В то же время, подключая и соединяя тела всевозможными способами, располагая их в местах пересечений, интерфейсов и взаимодействий всех технических процедур, но отнюдь не превращая их в «технические объекты» (как мы говорим, полагая при этом, что понимаем, что такое «технический объект»), экотехния производит их на свет как таковые – в той ареальной взаимосвязи, которая образует также пространство отмены любого трансцендентного и имманентного значения.
У мира тел нет ни трансцендентного, ни имманентного смысла. Если бы мы стремились сохранить эти слова, то следовало бы сказать, что одно имеет место в другом, но без диалектизации, – что одно имеет место в качестве другого и что места суть подобное местоимение. Места, места существования бытия отныне суть выказывание тел, то есть их обнажение, их многочисленный состав, приумножающиеся обособления, переплетенные друг с другом сети, их скрещивания (в гораздо большей мере технические, нежели этнические).

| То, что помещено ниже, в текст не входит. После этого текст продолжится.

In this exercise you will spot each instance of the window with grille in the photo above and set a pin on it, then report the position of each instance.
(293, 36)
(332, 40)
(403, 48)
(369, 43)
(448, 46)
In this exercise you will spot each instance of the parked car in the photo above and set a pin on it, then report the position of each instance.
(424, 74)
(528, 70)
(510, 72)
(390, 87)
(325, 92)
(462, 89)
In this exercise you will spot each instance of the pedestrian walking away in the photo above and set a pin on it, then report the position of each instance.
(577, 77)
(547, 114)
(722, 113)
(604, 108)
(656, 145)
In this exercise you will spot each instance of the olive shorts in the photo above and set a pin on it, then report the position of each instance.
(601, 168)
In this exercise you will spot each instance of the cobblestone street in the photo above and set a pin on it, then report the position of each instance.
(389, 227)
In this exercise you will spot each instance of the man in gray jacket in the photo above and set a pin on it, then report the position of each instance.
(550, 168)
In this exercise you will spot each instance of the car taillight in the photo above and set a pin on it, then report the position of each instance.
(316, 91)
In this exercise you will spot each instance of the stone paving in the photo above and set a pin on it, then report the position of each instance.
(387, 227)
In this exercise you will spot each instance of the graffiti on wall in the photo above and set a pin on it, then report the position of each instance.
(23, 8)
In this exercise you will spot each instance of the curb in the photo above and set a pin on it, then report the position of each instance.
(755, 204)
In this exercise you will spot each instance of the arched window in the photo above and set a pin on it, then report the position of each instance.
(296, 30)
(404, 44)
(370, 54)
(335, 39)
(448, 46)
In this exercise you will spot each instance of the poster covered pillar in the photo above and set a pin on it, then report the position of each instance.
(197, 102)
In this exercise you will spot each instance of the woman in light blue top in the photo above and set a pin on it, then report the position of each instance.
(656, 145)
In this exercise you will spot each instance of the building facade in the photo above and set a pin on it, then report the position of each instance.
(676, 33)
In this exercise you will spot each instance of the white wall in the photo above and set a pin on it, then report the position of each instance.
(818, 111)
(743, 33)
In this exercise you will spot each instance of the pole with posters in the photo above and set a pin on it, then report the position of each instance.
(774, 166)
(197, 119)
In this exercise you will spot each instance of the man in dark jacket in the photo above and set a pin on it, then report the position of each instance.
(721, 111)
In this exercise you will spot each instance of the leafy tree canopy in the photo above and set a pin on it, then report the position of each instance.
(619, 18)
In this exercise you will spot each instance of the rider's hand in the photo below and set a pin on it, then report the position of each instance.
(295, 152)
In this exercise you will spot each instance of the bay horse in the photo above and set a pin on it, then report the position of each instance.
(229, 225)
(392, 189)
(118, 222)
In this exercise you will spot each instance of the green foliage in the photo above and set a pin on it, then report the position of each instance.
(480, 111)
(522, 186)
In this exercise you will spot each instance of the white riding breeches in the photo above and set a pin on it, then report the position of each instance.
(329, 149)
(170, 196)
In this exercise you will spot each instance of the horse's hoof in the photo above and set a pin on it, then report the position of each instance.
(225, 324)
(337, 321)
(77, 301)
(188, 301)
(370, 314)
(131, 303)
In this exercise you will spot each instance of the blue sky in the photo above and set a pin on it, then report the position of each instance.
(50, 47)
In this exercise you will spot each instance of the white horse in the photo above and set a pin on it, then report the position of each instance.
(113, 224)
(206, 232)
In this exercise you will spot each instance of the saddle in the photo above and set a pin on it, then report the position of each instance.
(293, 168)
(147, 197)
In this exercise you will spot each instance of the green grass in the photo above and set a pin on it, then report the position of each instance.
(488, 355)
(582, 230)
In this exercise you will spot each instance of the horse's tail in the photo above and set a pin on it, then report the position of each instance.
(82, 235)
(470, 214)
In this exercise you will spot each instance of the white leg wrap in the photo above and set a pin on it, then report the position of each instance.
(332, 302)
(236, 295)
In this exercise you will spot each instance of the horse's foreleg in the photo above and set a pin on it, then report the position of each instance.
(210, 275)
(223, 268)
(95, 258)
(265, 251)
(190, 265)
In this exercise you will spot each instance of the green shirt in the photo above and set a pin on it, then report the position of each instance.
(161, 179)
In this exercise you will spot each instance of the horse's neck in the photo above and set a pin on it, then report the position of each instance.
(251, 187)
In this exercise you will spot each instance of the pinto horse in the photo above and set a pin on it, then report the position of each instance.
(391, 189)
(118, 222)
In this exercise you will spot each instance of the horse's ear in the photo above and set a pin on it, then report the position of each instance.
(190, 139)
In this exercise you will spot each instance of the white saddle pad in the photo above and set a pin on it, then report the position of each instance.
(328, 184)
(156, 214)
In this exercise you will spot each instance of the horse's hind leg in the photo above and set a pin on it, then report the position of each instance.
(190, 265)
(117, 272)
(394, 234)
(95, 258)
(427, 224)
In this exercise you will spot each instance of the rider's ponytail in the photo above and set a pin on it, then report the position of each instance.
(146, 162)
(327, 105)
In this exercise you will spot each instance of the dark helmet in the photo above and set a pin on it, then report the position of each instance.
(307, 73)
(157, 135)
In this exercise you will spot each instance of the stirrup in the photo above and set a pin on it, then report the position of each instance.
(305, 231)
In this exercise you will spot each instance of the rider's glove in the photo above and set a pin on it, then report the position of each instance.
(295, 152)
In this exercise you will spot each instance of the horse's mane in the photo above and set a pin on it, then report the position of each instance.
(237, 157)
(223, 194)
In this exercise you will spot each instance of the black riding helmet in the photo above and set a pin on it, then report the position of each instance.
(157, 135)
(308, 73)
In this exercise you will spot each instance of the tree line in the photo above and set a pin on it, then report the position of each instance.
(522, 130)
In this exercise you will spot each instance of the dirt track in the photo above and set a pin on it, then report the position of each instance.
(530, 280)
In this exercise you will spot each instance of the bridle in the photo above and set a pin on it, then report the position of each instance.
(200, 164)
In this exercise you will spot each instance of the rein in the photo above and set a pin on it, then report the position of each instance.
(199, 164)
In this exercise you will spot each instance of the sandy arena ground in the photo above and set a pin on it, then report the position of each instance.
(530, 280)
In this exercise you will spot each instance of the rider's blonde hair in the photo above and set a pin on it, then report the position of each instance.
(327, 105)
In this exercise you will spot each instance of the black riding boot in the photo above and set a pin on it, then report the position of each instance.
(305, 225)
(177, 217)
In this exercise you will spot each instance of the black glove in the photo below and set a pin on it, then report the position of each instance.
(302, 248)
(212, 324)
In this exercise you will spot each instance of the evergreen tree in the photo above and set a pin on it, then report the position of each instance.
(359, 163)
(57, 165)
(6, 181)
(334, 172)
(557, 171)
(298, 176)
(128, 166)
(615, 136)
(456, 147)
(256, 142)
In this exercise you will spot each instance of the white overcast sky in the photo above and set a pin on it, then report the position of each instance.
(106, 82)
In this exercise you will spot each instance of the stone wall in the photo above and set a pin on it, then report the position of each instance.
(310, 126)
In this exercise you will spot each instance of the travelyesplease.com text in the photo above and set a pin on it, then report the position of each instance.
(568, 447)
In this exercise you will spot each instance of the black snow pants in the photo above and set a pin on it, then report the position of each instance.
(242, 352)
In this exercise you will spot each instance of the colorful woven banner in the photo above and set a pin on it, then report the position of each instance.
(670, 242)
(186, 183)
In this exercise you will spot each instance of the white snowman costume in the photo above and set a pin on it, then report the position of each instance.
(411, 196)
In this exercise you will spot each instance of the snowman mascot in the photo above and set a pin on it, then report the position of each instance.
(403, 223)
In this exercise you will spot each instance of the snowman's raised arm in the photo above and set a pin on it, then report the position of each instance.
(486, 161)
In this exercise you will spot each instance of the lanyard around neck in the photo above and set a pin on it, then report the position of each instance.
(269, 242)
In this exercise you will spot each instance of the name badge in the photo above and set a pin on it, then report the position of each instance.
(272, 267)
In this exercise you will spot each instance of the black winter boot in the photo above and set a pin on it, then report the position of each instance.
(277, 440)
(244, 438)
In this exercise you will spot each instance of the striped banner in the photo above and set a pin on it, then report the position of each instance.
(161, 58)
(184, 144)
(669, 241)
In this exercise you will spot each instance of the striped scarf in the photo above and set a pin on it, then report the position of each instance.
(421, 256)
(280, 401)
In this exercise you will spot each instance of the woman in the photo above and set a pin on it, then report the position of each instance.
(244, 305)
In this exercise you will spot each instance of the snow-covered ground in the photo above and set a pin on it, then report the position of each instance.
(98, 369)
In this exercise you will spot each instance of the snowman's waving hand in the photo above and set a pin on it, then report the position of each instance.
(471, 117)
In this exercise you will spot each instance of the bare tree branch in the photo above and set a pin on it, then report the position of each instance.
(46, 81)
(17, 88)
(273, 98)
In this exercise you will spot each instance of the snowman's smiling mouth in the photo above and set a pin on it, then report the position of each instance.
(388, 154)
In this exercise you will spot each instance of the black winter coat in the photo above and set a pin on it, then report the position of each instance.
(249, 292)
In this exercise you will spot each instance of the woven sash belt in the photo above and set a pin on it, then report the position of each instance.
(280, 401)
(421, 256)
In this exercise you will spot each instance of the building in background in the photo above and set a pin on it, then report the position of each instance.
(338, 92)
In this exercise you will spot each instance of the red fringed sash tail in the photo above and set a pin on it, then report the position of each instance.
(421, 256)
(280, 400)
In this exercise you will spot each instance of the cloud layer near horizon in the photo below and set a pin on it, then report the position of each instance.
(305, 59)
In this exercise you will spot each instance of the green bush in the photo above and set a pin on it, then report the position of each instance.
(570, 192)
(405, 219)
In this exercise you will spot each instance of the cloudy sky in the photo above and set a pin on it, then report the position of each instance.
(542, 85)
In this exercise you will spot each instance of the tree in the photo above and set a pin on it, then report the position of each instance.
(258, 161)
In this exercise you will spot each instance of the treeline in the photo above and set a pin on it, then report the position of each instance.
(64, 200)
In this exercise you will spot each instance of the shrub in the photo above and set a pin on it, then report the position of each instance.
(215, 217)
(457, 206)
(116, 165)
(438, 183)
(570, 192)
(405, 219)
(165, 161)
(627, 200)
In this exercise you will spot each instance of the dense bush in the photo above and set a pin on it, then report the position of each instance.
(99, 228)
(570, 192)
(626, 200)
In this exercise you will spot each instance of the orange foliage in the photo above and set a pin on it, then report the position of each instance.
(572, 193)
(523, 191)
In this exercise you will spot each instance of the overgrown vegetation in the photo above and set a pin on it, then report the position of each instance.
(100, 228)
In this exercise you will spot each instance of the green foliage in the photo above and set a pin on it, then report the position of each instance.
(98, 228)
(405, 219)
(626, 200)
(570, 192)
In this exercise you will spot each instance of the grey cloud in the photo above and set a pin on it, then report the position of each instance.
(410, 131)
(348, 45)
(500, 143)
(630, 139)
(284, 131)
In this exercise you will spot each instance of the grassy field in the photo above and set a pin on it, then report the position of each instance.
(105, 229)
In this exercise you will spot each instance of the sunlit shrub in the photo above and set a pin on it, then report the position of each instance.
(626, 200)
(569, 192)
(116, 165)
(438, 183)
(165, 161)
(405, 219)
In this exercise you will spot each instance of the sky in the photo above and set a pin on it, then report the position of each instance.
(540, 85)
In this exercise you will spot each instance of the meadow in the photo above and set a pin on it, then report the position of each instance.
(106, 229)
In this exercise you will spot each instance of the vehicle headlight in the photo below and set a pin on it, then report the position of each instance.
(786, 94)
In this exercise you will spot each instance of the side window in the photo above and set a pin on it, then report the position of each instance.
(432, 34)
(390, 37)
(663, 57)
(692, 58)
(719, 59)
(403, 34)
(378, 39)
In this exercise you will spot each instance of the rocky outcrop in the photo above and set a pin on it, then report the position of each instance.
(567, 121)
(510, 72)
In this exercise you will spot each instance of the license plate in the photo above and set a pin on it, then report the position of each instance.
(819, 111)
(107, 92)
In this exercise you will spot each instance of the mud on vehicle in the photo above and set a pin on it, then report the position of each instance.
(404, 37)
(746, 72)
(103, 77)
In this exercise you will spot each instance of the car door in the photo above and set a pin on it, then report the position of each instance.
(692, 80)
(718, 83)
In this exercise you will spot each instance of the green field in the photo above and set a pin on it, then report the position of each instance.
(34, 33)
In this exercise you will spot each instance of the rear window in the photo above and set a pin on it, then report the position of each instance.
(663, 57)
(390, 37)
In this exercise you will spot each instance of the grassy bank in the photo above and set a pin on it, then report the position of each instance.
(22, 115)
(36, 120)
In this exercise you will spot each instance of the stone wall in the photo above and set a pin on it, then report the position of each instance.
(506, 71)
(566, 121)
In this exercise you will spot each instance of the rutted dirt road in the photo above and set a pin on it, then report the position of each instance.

Наконец, в противовес трансцендентной/имманентной диалектике ареальность создает закон и среду некоей близости, одновременно мировой и местной, как и одной внутри другой. Мы погружены в технэ ближнего.
Иудео-христианско-исламский «ближний» заключался в особенном и всеобщем, в диалектизации обоих этих понятий, приводившей неизбежно ко всеобщему. Но здесь, в данном случае, ближний – это тот, кто на подходе, тот, кто размещен на подступах, кто трогает, а также отстраняется, локализуя прикосновение, смещая его. Не будучи ни естественным, ни искусственным (каковым он поочередно проявлялся до сих пор), «ближний» как технэ предстает «творением» и настоящим «искусством» нашего мира. Притом что пересмотру подвергаются слова «творение» и «искусство», как и в первую очередь сам термин «ближний». Поэтому я предпочитаю говорить, что технэ есть технэ разделения тел, или их соявленности: это различные способы раздавать места очеркам ареальности, вдоль которых все вместе мы выставлены напоказ, а значит, не предположены в каком-нибудь другом субъекте и не послеположены в какой-нибудь конкретной и/или всеобщей цели, но именно показаны – вплотную, бок о бок, тело к телу, – касаемые и опространствляемые, близкие к тому, чтобы навсегда утратить общее допущение.
* * *
Тело всегда весит или дает себя взвесить, прикинуть свой вес. Тело весит, оно сжато другими телами, прямо на других телах. Между ним и им самим – другие грузы, противовесы, аркбутаны. Наш мир происходит от мира силы тяжести: все тела весят – друг на друге и друг подле друга, – тела небесные и мозолистые, тела стекловидные и тельца. Однако гравитационная механика требует здесь единственной поправки: тела весят легко. Это не значит, что они весят мало: совсем наоборот – можно сказать, что тело, ждущее поддержки, в одиночестве любви или отчаяния, в обмороке или в смерти, всякий раз весит единым абсолютным весом.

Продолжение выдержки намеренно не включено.